Size of Prediction Sets using APS Different Than Reported in RAPS Paper

aangelopoulos / conformal-prediction

Lightweight, useful implementation of conformal prediction on real data.

http://people.eecs.berkeley.edu/~angelopoulos/blog/posts/gentle-intro/

MIT License

745 stars 85 forks source link

Size of Prediction Sets using APS Different Than Reported in RAPS Paper #8

Closed kevinkasa closed 1 year ago

kevinkasa commented 1 year ago

Hello,

Thank you so much for providing the conformal prediction tutorial & corresponding notebooks, they are super helpful!

I had a question regarding the size of the prediction sets returned using the APS methods. In the implementation provided in the notebooks, the prediction sets are far larger than reported on your paper than introduced RAPS. The notebook implementation returns sets that are on average >200 labels, whereas the paper reports an average set size of 10.4, on ResNet152.

I have not done extensive evaluation on RAPS, but it seems the notebook implementation also returns slightly larger sets (set size of ~3).

I was wondering if you have any ideas as to what might be causing this discrepancy, and what the best way to replicate the results in the paper might be.

Also, I wasn't sure which repo this issue should be opened in, so apologies if it doesn't fit here.

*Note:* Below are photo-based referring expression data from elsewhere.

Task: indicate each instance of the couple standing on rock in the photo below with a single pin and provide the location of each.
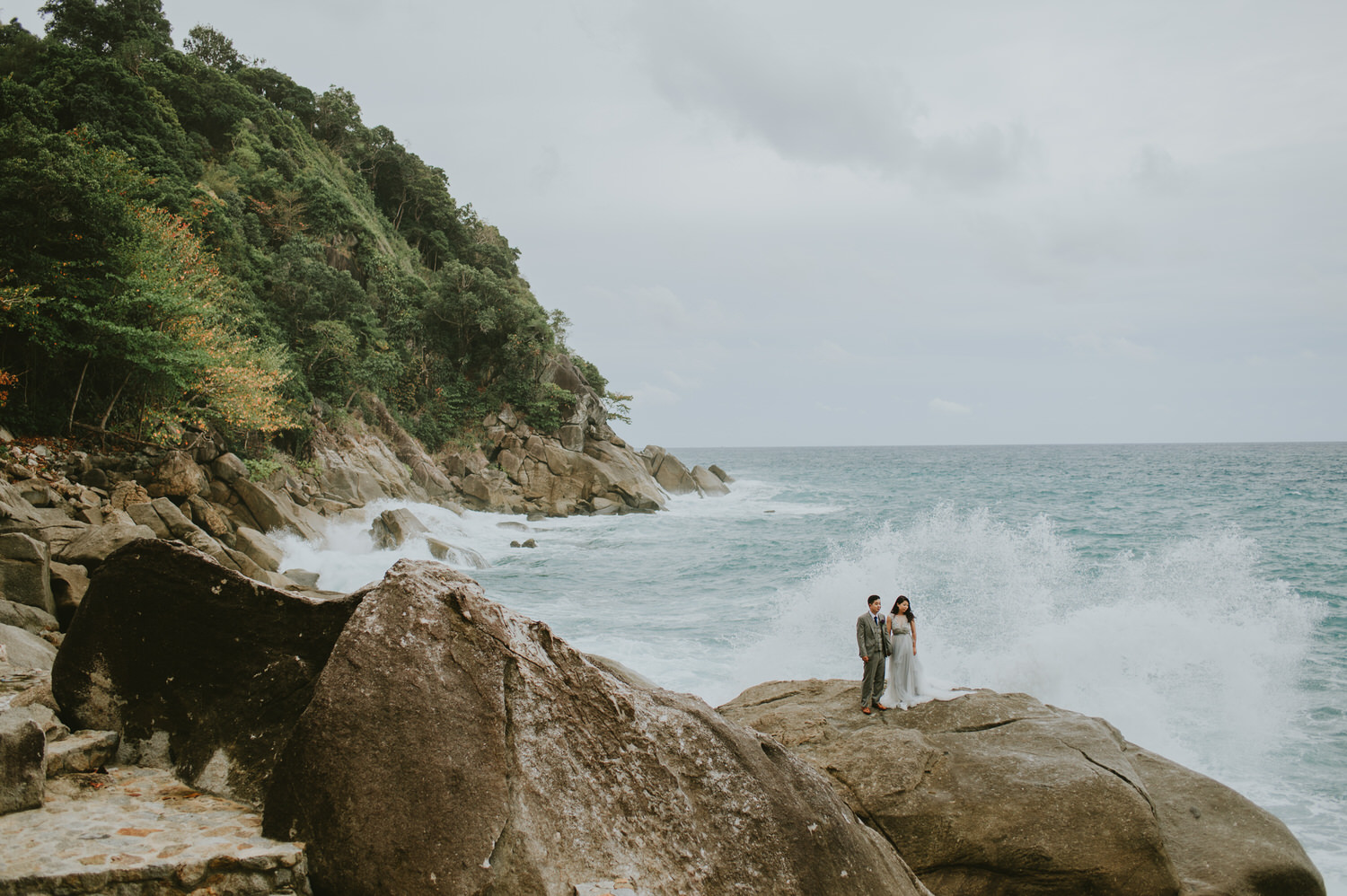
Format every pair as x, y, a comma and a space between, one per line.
894, 637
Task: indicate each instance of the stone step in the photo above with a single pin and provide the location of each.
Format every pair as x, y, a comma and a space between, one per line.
81, 752
616, 887
137, 830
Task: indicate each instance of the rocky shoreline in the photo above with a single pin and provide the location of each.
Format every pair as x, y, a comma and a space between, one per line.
417, 737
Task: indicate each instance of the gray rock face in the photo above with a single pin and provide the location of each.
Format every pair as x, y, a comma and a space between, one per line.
197, 667
708, 483
392, 529
145, 515
24, 650
96, 543
30, 619
180, 476
23, 763
668, 470
275, 511
454, 747
229, 468
69, 584
13, 510
454, 554
26, 572
263, 551
999, 794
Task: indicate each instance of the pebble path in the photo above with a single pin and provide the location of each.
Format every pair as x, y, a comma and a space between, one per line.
136, 831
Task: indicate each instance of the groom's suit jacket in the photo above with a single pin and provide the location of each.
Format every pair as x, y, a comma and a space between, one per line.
869, 637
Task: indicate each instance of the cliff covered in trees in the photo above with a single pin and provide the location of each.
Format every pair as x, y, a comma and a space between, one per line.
191, 240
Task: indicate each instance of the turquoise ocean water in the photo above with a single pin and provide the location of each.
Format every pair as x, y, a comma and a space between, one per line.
1193, 594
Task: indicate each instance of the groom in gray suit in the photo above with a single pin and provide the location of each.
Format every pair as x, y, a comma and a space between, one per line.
875, 646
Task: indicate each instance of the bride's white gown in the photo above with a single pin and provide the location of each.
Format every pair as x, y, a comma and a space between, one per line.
907, 682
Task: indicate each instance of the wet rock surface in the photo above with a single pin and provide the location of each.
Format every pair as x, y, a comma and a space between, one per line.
140, 830
999, 794
454, 747
197, 667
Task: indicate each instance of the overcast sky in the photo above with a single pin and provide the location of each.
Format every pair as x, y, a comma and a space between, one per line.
880, 223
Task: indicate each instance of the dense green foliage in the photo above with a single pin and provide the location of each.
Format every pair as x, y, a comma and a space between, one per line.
193, 239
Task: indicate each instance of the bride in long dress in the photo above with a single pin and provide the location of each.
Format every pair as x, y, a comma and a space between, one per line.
905, 681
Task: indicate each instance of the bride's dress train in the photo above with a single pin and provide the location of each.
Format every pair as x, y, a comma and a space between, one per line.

Thanks in advance!

aangelopoulos commented 1 year ago

It's probably due to the lack of randomization! None of the methods herein are the randomized versions of their respective algorithms... and APS is extremely bad without randomization. If you randomize, you should recover roughly the results in the paper. Of course, that paper also has its own repo, but it's less friendly than this one.

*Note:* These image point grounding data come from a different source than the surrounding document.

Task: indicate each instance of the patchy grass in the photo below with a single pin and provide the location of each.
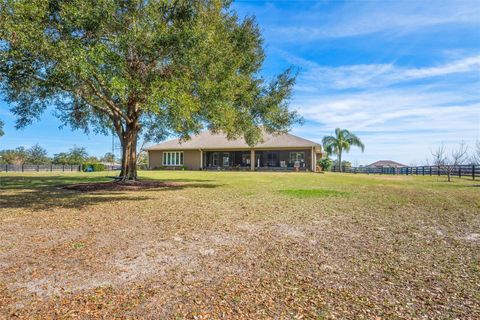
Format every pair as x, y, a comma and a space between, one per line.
239, 245
313, 193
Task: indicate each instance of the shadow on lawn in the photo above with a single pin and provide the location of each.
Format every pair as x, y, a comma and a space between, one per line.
43, 193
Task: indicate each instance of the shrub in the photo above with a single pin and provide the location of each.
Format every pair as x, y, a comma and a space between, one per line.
325, 164
89, 166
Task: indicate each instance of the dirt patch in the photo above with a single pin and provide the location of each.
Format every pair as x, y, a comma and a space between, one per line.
121, 186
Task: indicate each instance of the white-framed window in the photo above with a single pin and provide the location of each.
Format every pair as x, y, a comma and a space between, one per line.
173, 158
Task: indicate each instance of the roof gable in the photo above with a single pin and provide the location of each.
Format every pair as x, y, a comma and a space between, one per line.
208, 140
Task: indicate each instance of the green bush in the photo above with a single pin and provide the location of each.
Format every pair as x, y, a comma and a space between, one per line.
325, 164
90, 166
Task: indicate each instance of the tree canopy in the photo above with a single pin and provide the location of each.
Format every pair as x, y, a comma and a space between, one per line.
341, 141
152, 67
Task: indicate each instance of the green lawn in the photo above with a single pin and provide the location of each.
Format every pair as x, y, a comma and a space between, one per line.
240, 245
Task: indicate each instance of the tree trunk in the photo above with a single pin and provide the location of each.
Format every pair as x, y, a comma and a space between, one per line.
340, 160
129, 153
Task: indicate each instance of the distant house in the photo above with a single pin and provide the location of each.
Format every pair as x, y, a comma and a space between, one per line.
386, 164
208, 151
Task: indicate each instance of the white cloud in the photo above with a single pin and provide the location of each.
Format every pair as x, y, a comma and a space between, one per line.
367, 17
396, 119
377, 75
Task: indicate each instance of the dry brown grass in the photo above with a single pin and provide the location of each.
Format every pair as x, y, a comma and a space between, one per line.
210, 245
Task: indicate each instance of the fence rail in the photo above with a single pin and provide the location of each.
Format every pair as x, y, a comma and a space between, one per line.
40, 168
467, 171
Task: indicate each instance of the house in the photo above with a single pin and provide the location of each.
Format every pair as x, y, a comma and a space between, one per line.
385, 164
208, 151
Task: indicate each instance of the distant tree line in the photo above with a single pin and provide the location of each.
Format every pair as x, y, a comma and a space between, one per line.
39, 155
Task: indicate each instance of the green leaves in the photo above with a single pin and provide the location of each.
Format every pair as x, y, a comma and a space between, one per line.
342, 141
180, 66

aangelopoulos commented 1 year ago

Hey @kevinkasa, have you had a chance to follow up here? Just wondering if this answers your question.

kevinkasa commented 1 year ago

Hey @aangelopoulos thanks for the quick response! I was just slightly confused since both your paper and the APS paper seemed to suggest that randomization should affect the sets by at most one element, so it was surprising that APS lead to considerably larger sets without it. I suppose that algorithm is just super sensitive without it then?

Was planning on trying to add randomization to the notebook implementations but haven't had a chance yet. I am trying out the other RAPS repository in the meantime as well. Thanks!

aangelopoulos commented 1 year ago

Good question.

Randomization at test time only changes the set by one element. Randomization during calibration has a much larger effect.

kevinkasa commented 1 year ago

I see, thank you for the clarification!